MICHAEL PLANT, I VEGANI E L’ATTIVISMO OLTRE REALTÀ…
La tesi dei Plant sul lasciar morire un non vegano è stata presentata sul “Journal of Controversial Ideas”, anche se sul tema posto “The Meat Mater Problem” nutriamo forti dubbi circa il concetto di “idea” sostenuto dal professore di Oxford. Va ammesso come Michael Plant sostenga che per la maggior parte dei lettori la sua tesi possa essere considerata assurda (già!) eppure ribatte tutto convinto, «un anno di una persona che mangia carne equivale all’incirca a cinque anni di polli che soffrono in condizioni abominevoli, il “benessere negativo” totale creato da quella persona nel tempo è piuttosto grande».

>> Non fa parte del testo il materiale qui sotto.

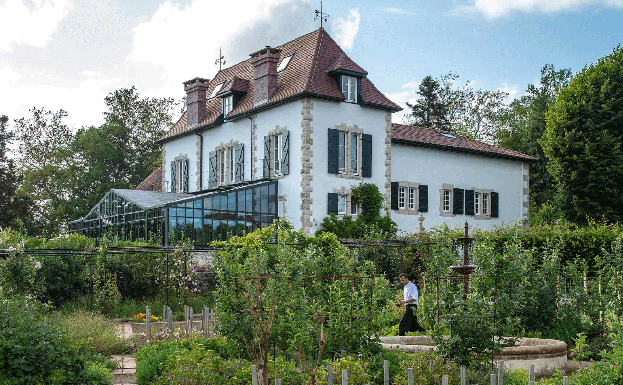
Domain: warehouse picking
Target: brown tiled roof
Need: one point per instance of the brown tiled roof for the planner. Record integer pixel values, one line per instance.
(428, 137)
(153, 182)
(343, 62)
(305, 75)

Il passaggio successivo di Plant è quella di ragionare se in quello stagno non ci fosse un bambino o un non vegano, ma un dittatore: «Il motivo per cui accettiamo seriamente di non salvare il dittatore che sta annegando è che, mentre il miglior risultato sarebbe se lo salvassi e poi lo convincessi con successo a smettere di fare cose cattive, riconosciamo che questo risultato non è affatto probabile». Secondo il docente insomma vi sarebbe una «tensione profonda e sottovalutata tra le convinzioni di salvare vite e non mangiare negli allevamenti intensivi. Anche se normalmente non considereremmo queste convinzioni rilevanti l’una per l’altra, ho insistito sul semplice problema che, se abbiamo queste preoccupazioni per il benessere degli animali, allora, quando le spieghiamo, riduce, e può rimuovere, l’obbligo di salvare gli altri». I ragionamenti per assurdo, le controversie sono pane della filosofia non da oggi: il problema è quando essi fungono da “sprone” per un ragionamento ben più profondo, e quando invece si tratta di meri strumenti “choc” per far parlare di sé. O peggio, per insistere sul concetto che una vita “etica” e “giusta” è quella che segue la moda-ideologia del momento: oggi è il rispetto dell’ambiente, degli animali e del clima. Ieri invece…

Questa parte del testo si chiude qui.